Jorge Alberto Manrique
Los 100 años de don Diego Angulo
A don Diego Angulo Iñiguez lo conocí -por decir así- cuando yo era estudiante verde de la Preparatoria, en San Ildefonso, por los años 52-53, junto con la Catedral, las iglesias, los palacios, las vecindades; junto con los murales de José Clemente Orozco, Diego Rivera, Jean Charlot, con los libros.
En las horas libres algunos amigos íbamos a oír clase, de Francisco de la Maza, en la casa de los Mascarones (en San Cosme) y por la noche íbamos a escuchar las conferencias de Manuel Toussaint en el Colegio Nacional (a media calle).

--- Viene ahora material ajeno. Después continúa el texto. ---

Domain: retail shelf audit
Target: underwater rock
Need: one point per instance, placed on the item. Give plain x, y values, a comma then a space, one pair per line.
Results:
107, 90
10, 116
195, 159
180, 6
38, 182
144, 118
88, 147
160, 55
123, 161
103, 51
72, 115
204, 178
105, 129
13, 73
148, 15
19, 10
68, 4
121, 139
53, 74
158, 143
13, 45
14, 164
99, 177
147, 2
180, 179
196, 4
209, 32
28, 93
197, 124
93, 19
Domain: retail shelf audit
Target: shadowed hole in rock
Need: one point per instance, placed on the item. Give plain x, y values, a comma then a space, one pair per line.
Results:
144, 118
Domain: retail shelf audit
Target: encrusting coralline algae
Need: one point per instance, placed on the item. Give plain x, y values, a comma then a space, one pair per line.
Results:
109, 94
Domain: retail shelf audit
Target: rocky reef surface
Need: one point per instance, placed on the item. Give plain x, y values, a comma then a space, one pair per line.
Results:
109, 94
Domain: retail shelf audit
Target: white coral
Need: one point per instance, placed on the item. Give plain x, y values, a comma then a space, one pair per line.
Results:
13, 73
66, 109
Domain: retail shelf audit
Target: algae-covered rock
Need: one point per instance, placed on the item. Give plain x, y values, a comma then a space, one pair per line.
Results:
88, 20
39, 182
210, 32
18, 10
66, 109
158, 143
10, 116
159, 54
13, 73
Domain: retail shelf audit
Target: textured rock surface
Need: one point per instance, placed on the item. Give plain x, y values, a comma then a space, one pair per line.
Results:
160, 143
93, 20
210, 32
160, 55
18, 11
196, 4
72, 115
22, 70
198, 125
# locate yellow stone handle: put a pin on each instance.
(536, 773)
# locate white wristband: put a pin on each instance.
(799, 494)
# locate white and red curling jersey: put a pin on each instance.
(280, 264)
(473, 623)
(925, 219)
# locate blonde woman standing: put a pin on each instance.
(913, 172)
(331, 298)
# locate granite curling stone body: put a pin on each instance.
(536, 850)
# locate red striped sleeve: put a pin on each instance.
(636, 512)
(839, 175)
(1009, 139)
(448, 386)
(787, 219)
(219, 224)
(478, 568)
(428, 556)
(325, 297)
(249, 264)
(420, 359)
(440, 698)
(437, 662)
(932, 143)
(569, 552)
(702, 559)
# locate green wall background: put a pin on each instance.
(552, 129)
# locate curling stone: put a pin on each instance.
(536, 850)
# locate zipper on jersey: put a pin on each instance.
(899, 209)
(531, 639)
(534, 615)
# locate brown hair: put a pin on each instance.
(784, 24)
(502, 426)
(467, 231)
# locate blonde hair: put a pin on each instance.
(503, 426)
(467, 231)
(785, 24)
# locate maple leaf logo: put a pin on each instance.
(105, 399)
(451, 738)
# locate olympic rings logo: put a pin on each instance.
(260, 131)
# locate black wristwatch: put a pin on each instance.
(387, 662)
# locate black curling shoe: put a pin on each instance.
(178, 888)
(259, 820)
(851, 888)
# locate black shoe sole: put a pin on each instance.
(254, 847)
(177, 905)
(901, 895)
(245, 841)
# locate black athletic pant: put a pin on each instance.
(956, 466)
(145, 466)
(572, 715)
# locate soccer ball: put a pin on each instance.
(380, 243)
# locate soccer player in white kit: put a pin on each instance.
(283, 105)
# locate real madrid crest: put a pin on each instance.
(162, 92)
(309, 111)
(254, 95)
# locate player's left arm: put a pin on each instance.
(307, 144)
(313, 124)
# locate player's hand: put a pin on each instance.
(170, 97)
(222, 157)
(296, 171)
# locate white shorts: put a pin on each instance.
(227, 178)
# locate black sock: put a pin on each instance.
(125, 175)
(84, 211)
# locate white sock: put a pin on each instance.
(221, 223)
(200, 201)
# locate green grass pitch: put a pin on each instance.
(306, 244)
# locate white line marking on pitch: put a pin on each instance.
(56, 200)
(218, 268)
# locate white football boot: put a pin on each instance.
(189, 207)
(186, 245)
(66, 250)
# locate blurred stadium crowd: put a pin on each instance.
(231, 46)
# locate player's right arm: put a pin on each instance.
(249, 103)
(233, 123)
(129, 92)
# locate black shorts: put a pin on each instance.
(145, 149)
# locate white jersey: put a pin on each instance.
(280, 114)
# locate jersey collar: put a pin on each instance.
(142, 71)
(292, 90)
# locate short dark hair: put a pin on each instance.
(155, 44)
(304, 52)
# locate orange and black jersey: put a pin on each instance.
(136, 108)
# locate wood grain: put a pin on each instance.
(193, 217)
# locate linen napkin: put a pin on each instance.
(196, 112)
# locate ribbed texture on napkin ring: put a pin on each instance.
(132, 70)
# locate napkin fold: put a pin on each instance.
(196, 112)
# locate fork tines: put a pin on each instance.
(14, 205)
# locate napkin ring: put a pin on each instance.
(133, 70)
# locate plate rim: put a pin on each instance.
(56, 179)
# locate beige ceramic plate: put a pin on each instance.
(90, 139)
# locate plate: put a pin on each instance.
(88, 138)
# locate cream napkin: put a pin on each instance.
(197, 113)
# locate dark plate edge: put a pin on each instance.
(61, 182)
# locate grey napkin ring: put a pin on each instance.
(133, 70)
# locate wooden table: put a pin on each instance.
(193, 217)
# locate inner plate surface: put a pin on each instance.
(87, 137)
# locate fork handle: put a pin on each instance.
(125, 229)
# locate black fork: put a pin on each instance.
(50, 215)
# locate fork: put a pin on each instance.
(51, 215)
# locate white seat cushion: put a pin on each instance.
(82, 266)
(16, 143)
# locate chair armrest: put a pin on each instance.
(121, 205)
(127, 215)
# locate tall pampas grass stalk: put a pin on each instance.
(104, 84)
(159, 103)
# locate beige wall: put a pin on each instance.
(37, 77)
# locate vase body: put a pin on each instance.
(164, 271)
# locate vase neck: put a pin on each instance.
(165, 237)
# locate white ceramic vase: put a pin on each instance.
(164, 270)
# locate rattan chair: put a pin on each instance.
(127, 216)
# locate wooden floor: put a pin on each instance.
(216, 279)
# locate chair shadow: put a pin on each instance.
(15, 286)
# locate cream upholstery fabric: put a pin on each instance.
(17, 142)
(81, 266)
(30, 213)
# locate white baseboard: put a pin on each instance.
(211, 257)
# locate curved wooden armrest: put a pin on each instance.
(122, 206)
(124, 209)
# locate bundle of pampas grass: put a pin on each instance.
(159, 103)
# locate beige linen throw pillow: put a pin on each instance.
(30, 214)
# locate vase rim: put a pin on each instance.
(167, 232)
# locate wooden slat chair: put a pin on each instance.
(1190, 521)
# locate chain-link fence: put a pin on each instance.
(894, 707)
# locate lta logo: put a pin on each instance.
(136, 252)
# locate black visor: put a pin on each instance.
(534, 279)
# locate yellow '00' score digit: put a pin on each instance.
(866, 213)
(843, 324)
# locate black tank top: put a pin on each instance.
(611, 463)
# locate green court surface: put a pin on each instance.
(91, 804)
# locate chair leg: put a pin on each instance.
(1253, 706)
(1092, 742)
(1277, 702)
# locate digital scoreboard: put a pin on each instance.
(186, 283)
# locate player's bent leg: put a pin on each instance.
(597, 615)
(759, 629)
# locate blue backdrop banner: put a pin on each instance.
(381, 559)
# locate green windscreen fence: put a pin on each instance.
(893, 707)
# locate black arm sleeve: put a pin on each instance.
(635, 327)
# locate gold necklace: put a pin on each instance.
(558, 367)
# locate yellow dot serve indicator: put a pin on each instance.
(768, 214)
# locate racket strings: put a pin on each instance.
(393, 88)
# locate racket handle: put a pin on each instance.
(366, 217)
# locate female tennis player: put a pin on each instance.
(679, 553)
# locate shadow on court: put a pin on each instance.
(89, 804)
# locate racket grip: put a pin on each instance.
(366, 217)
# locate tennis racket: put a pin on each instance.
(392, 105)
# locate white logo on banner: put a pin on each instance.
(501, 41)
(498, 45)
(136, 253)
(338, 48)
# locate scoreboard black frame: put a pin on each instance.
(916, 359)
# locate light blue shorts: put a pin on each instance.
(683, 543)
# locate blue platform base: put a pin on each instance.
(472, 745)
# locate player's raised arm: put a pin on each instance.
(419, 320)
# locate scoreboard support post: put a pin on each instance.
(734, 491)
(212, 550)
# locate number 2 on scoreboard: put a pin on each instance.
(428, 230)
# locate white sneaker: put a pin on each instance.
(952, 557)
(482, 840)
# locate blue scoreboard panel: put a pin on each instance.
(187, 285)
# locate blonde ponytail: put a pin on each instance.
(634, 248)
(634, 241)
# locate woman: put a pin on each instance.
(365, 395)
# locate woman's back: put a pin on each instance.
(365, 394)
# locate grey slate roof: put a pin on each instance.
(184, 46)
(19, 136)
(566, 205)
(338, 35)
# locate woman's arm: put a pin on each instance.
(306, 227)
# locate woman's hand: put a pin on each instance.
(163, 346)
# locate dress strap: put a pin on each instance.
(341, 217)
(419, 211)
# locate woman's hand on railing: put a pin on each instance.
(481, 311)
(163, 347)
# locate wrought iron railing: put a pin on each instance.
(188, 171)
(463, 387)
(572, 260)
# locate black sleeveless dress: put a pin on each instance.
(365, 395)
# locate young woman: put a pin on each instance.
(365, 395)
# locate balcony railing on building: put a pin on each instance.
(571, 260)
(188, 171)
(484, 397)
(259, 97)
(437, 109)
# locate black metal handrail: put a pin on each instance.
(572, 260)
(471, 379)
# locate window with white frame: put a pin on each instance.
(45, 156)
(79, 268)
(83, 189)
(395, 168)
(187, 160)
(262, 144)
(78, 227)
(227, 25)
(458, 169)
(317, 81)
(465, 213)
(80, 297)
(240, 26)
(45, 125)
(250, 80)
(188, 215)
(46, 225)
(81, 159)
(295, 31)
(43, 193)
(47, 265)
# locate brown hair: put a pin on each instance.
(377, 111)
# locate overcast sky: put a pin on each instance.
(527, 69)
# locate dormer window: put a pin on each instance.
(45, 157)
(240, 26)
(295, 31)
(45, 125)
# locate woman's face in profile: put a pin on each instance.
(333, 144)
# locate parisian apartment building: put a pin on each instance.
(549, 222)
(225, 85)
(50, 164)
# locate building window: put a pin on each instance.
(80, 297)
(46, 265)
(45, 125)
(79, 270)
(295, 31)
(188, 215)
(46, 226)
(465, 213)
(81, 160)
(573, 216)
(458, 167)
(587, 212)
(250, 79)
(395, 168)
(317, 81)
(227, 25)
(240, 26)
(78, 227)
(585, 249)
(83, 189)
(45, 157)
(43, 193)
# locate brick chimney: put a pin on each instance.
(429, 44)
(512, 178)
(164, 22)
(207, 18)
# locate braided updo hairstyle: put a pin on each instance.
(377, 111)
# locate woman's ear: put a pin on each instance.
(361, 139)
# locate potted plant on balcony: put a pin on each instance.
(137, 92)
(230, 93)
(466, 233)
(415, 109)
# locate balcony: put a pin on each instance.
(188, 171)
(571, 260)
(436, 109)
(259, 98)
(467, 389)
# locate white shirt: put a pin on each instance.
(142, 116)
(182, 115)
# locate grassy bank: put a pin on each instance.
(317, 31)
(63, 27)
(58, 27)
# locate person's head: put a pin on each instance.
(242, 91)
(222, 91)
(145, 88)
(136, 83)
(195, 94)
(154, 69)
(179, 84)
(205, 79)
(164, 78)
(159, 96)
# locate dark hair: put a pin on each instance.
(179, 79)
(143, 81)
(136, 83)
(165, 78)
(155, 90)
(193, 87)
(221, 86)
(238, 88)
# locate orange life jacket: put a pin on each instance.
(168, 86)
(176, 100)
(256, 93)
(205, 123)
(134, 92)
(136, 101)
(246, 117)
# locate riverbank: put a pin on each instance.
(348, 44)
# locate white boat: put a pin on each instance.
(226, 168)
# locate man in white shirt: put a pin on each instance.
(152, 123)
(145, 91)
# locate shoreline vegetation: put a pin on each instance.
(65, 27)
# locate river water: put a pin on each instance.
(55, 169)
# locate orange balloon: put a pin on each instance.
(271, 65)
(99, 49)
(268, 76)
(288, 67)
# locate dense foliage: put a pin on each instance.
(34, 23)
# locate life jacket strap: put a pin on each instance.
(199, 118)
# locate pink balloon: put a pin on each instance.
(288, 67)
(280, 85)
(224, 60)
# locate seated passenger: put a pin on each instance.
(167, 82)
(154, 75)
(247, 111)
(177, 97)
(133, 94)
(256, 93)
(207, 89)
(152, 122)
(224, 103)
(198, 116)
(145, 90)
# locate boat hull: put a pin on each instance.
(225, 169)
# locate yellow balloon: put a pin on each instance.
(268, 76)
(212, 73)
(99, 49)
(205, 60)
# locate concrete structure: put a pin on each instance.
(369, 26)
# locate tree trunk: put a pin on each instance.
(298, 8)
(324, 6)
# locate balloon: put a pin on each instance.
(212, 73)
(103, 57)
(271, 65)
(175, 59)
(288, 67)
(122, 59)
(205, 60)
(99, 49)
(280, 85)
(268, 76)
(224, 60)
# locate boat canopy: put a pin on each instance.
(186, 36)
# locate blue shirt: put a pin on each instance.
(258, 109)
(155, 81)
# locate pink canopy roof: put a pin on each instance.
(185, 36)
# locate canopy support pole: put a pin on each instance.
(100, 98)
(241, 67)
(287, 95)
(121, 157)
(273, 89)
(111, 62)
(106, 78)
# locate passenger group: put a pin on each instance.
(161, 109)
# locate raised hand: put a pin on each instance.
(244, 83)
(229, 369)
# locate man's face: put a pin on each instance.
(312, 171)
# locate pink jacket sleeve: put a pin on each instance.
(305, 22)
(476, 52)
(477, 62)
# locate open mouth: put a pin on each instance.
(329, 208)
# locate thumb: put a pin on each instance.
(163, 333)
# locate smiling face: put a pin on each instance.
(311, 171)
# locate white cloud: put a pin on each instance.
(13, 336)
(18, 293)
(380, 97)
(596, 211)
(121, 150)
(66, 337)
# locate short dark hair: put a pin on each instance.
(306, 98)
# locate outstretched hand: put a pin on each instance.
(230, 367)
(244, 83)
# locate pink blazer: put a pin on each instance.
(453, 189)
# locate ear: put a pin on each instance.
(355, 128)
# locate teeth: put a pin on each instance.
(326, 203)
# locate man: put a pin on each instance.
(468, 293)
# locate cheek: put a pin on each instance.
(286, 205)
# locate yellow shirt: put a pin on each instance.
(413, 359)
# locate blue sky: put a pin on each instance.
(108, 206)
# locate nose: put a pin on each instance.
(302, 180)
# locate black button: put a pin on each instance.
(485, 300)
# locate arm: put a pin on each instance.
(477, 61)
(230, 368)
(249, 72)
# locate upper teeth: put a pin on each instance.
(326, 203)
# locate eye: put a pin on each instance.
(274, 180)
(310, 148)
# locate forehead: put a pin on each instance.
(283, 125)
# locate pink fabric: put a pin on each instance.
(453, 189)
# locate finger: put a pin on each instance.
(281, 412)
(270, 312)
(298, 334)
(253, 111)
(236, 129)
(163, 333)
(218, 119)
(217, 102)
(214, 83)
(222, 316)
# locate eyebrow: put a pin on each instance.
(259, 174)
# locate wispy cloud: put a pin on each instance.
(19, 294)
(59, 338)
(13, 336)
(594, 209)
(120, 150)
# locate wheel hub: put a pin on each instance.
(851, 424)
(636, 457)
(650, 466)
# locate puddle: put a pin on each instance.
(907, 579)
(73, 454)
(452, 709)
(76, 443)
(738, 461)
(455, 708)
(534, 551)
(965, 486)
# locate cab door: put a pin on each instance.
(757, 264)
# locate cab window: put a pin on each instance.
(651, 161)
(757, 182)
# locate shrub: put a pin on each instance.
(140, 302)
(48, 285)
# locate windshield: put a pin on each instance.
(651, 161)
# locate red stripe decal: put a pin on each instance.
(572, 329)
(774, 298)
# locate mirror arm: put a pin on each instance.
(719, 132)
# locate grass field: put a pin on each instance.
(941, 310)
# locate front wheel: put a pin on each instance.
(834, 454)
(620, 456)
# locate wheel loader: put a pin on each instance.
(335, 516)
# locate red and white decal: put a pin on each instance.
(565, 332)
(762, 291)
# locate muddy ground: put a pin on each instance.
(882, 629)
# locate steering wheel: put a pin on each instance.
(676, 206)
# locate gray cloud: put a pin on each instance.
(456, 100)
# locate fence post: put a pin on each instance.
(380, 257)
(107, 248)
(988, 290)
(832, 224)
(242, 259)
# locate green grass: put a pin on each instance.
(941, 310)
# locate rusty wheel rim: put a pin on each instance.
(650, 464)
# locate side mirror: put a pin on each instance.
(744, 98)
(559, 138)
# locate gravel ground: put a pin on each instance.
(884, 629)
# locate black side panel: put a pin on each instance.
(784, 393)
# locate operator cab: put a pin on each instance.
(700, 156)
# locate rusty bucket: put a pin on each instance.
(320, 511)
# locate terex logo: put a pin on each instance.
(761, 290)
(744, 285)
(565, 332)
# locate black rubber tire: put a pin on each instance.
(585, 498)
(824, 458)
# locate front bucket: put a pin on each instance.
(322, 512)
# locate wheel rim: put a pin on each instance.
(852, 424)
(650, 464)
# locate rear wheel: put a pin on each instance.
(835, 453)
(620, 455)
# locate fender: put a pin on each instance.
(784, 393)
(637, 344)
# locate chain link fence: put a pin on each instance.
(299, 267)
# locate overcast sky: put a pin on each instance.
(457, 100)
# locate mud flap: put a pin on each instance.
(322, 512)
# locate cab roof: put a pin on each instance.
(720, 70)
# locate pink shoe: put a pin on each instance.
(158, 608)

De la Maza y Toussaint nos hablaban de Angulo y su Historia de arte hispanoamericana. Hablar de Angulo y leerlo era lo mismo. Luego pude comprar los dos tomos de la historia hispanoamericana. Amorosos volúmenes que han sido mi compañía de estudiante, de maestro y hasta de la maestría de emérito.
Toussaint y De la Maza me enseñaron los libros de Angulo; así lo hice con mis estudiantes y ellos con sus alumnos, como un arcaduz que sacia el agua en la rueda de la noria.
De la Maza no conocía a Angulo, pero se carteaban. Después pudo hacer un viaje a España, especialmente para buscar la huella del barroco castellano y andaluz y las relaciones mexicanas.
En Madrid, don Diego y él pudieron conversar ampliamente sobre los temas barrocos: el resultado fue el libro Cartas barrocas de Andalucía y Castilla. Viviendo yo en París, solicité a De la Maza una carta para poder visitar a don Diego, pues tendría la ocasión de ir a Madrid. Eso tuvo lugar en el verano de 1963. Don Diego me recibió en mangas de camisa, pero con corbata -él, tan atildado- excusándose por el calor de agosto. De ahí surgió una amistad entre nosotros, con el respeto que siempre le guardé.
La sabiduría de Angulo causaba pasmo. Pero más que la sabiduría, me llamó más la atención su lucidez, su perspicacia, la capacidad de relacionar los hechos artísticos. Su habilidad era discernir entre unos y otros.
Siempre que acudí a sus libros tuvo respuestas: por lo menos los atisbos acerca de una idea que podría desarrollarse. Pudo estar dos veces en México, con colegas del Instituto de Investigaciones Estéticas y amigos historiadores; pudimos tratar a su esposa, viajamos varias veces.
Don Diego no era muy amigo de los congresos y coloquios, pero una vez coincidimos en un coloquio en la Rábida, entre discursos y ponencias don Diego se daba tiempo para visitar Andalucía; estaba de plácemes por ver los lugares de sus mocedades.
Recuerdo que ahí había varios ponentes jóvenes (cualesquiera que fuera su mérito) que estaban muertos de miedo por la figura de don Diego, maestro de los maestros. Yo, por lo rápido que hablaban y con acento andaluz, no entendía nada; creía que mi idioma era el español, pero se ve que no, estaba desesperado, de pronto, don Diego alzó la voz, él tan tranquilo siempre -que nunca perdió el acento andaluz, después de vivir tantos años en Madrid- dijo: ''Pero ej que a estoj muchacho no se lej entiende naha de naha". Finalmente eso hizo que me quedara tan sereno.